In South Africa, that debate is wrapped in a unique twist. The same controversial FIFA ruling that has left Senegal, Angola, DR Congo, Mozambique, Ivory Coast and others scrambling has given Bafana Bafana a potential edge thanks to their strong local core. In Kenya, a defender who once faced the real pressure of an empty dinner table is now asking his country to feel a different kind of pressure, the responsibility of hosting the continent and doing it justice.
From Morocco 2025 to East Africa 2027 what must change
As the ball gets set to roll in Morocco, and as cranes, architects and administrators shape the infrastructure for 2027, three clear priorities emerge from the voices on the inside.
- Protect the preparation window, so that AFCON coaches can build coherent teams rather than cobble together line ups at the last minute,
- Invest in local structures, from leagues to analysis departments, so that squads like Bafana Bafana and Harambee Stars can rely on well drilled, locally based cores,
- Foster unity and respect, whether in the relationship between CAF and FIFA, between federations and players, or even between rival nations like South Africa and Nigeria.
None of this is romanticism. It is rooted in practical realities. Better preparation leads to higher quality football, which in turn brings bigger audiences and stronger bargaining power in global negotiations. Stronger local structures reduce overdependence on late arriving European based stars. Unity, finally, allows African voices to speak with greater weight when decisions are made in Zurich or Cairo.

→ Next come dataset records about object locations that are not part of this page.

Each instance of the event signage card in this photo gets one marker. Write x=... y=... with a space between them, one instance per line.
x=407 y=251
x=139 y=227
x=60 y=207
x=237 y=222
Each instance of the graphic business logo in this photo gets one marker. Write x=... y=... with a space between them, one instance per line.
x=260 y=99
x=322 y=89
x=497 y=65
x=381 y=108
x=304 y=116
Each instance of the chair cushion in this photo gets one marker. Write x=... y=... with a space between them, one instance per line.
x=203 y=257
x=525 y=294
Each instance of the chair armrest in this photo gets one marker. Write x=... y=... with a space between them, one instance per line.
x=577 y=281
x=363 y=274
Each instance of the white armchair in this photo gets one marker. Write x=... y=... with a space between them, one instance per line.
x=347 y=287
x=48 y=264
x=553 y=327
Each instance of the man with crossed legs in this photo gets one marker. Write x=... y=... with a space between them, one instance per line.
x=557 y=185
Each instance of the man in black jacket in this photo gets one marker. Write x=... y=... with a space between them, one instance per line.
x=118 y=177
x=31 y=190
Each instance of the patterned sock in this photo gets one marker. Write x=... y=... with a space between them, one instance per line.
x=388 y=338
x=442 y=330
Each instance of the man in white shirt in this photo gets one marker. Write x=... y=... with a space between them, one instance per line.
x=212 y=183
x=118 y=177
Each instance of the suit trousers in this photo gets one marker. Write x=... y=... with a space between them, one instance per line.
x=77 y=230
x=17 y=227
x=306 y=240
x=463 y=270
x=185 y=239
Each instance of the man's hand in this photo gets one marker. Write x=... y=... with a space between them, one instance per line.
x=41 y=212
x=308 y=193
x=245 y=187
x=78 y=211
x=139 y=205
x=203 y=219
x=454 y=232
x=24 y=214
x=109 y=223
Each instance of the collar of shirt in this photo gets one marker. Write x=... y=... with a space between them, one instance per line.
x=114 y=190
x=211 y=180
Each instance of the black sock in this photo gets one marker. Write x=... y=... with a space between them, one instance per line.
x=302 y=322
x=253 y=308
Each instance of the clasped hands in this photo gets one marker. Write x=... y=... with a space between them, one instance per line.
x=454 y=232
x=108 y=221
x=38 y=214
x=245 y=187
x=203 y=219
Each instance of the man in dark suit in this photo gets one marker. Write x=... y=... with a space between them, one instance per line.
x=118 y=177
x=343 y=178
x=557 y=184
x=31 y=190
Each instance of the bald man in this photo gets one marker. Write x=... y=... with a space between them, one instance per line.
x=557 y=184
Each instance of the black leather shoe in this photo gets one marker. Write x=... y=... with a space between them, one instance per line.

AFCON 2025 and AFCON 2027 will unfold in different countries, under different circumstances, but they are bound together by a shared question. Is African football ready to demand the time, respect and organisation its talent deserves. On pitches from Casablanca to Nairobi, coaches, players and legends have already given their answer. Now it is up to federations and governing bodies to match those words with action.